-Erik Larson, Isaac's Storm
I have to start by saying that I absolutely adore Erik Larson. He writes non-fiction that is gripping, page-turning delight. His book The Devil in the White City is one of my all-time favorites, and it is he (along with Jon Krakauer) who taught me to love non-fiction.
Larson's books tend to follow a pattern; he chooses an interesting, but forgotten event/era and brings it to life. He does so by focusing on the intimate details of a few lives (who become the main characters) and weaving those details in and among "big picture" descriptions of the event/era.
In Isaac's Storm the event is a devastating hurricane which nearly wiped the city of Galveston, TX off the map in 1900. Even now, 117 years later, it remains the deadliest natural disaster to have occurred on American soil.
Larson's sweeping descriptions of the storm and its aftermath are haunting. But it is in the details that Isaac's Storm doesn't quite land. Larson chooses to focus on meteorologist Isaac Cline, his brother Jacob, and a few fatuous men from the fledgling U.S. National Weather Service. He makes their stories as interesting as he possibly can, constructing the drama from old letters and telegraphs, but the story just didn't catch me.

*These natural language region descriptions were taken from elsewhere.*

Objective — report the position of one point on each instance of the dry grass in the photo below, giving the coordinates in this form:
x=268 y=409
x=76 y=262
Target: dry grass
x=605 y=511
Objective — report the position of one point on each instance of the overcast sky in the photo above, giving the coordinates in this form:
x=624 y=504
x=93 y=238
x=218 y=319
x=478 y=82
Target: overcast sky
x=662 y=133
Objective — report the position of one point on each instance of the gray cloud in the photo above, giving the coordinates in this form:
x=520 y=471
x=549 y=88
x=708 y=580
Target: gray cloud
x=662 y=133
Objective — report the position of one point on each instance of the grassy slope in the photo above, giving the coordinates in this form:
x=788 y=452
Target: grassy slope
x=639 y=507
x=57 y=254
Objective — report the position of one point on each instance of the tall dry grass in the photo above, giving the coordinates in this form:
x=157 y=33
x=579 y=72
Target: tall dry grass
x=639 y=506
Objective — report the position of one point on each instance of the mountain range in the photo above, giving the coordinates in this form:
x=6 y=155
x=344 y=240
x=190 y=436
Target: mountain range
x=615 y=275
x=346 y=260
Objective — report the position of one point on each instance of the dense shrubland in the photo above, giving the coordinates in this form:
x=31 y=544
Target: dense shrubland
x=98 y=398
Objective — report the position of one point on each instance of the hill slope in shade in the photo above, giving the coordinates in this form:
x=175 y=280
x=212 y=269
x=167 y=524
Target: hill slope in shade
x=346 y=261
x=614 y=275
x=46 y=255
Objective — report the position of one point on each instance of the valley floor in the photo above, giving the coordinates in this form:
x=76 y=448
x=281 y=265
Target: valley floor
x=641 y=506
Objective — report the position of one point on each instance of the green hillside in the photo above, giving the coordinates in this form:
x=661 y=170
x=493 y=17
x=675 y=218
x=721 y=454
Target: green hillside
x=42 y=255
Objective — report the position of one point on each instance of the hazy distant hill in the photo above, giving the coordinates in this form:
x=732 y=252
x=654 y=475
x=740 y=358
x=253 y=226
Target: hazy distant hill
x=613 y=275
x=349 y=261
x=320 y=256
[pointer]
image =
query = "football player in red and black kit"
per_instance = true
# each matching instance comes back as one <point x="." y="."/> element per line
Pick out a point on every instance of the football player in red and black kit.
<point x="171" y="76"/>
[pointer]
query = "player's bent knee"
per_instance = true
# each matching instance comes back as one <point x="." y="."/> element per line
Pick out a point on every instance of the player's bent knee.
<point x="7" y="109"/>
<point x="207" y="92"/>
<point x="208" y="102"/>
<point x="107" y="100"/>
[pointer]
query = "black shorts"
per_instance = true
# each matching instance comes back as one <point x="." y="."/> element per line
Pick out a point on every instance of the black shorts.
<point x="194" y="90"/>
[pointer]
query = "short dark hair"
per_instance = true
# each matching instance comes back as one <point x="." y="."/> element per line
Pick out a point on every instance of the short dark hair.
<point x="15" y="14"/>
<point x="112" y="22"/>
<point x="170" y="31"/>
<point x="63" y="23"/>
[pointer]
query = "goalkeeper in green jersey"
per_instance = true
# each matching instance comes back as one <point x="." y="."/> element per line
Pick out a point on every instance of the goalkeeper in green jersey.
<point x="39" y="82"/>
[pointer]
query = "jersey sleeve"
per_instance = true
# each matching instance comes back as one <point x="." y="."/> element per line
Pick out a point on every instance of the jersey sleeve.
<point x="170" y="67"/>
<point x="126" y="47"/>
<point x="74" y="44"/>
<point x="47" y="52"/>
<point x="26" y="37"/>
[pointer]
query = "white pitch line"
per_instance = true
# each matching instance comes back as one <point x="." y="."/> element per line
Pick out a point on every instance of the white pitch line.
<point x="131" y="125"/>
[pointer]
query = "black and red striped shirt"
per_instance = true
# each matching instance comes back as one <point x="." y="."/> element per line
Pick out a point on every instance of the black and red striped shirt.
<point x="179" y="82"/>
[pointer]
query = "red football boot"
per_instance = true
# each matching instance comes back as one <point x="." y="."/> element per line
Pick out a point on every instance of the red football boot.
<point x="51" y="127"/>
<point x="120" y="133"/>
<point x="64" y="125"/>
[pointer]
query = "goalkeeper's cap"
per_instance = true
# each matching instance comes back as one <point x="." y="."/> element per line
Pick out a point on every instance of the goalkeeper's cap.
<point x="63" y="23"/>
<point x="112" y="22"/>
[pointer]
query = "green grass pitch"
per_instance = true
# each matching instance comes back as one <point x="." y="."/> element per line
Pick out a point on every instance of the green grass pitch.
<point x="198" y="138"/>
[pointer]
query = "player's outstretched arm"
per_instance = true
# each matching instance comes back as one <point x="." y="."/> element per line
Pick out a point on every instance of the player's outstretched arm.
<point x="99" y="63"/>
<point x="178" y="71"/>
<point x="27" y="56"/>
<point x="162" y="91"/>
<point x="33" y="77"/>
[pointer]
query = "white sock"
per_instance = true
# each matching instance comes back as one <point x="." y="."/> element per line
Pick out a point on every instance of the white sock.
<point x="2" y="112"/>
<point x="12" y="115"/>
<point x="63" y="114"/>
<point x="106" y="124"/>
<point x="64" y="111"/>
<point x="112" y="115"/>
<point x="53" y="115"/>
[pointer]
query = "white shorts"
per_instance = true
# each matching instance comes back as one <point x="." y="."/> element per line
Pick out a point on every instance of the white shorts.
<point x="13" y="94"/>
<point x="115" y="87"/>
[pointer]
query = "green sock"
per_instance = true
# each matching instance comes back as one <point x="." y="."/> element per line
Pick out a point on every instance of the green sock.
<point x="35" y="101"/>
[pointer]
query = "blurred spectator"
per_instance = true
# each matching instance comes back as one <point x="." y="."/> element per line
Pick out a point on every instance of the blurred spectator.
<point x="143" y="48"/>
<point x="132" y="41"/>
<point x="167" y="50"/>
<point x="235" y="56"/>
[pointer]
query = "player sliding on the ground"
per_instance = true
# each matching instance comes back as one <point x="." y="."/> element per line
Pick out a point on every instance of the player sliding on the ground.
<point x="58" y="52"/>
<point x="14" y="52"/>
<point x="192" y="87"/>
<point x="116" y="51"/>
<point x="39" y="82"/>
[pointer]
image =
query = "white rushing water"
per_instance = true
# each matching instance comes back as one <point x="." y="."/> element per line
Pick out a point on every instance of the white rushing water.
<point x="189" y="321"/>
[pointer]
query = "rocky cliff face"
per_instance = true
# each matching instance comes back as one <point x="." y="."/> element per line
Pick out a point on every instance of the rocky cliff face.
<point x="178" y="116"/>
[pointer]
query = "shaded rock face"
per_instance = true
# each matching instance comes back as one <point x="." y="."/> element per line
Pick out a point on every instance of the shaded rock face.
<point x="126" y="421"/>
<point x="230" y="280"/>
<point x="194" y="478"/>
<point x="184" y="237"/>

I think part of the problem is that Isaac Cline, as a person, seems kind of cold and reserved, and so as the sympathetic center of the book, he just didn't quite work.
Still, the magical way that Erik Larson makes history come alive is always such a treat, and I fully enjoyed looking for further information and old pictures of the Galveston Hurricane. Any book that fires up my imagination in that way deserves at least 4 stars.